The RNIB has a handy explainer for the UK law and how it affects websites.
The first ever lawsuit involving a website being sued for not being accessible was SOCOG vs Maguire in 2000. The Sydney Organising Committee for the Olympic Games (SOCOG) was sued by Lindsay Maguire for not making its website accessible.
SOCOG claimed that they did not discriminate against Mr Maguire but, if they did, fixing their site would constitute “unjustifiable hardship”.
SOCOG were eventually found to have engaged in unlawful discrimination in violation of the Commonwealth Disability Discrimination Act (1992) and ordered to fix their site.

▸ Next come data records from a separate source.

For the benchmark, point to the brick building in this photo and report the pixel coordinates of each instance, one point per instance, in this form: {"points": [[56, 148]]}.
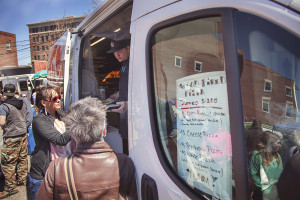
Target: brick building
{"points": [[266, 94], [8, 49], [44, 34]]}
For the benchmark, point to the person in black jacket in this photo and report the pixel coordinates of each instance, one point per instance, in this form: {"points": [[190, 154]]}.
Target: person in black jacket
{"points": [[48, 106], [14, 163], [121, 50]]}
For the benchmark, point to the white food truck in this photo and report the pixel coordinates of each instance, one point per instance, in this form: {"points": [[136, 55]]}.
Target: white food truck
{"points": [[200, 72]]}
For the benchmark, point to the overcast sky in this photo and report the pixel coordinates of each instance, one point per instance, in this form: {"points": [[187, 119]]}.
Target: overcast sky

More recently, in 2006, Target.com was sued in a class action suit brought by the National Federation for the Blind, which they settled for $6 million.
In 2013 Netflix was sued by the National Association of the Deaf for not having closed captioning on its movies. Netflix had to pay $755,000 in legal fees to the NAD’s lawyers and committed to 100% captioning by 2014.
In the UK a legal case has never been brought to court, but the RNIB has threatened legal action against a number of un-named companies, who then fixed their site before the case reached a courtroom.
The litigation angle only works if the likelihood of getting sued outweighs the cost of making your site accessible. If you’re a high profile company that risk is pretty high too, so you should definitely make your site accessible.
But if you’re tiddly the likelihood of getting sued is smaller and I can’t find a business case for the small companies. I can find many positive traits associated with accessibility but I can’t draw a well evidenced line from “accessible website” to “more money”. If ROI is what you’re motivated by you might as well just make your whole website out of JPEGS and take a nap.
You don’t need a business case
If you’re building your website from scratch right now why wouldn’t you make it accessible. Building accessible websites has never been easier! Make it part of what your definition of “good” is. As a front-end developer, add it to the list of ways you know you did your job well. Sneak accessibility in if you have to.
Karl Groves (again) sums up this approach in his post how expensive is web accessiblity?:
When [accessibility] becomes part of how you do things, of course it is free.
On GOV.UK building for inclusion is how we work.
We share and discuss the accessibility of design patterns on a publicly accessible hack-pad: https://designpatterns.hackpad.com.
We make small fixes to the accessibility of our site regularly. Here’s one about improving the presentation of search results using ARIA-live.
Here’s another small improvement made by my colleague @edds to tighten up the home page presentation for screen readers. This change was a tiny improvement Edds noticed because he was using a screen reader to navigate GOV.UK because that’s just part of how he works.
Start building for inclusion today: try and use your site with just a keyboard, or have a listen to it with a screen reader. When accessibility becomes part of how you work it will be free, and you won’t need a business case.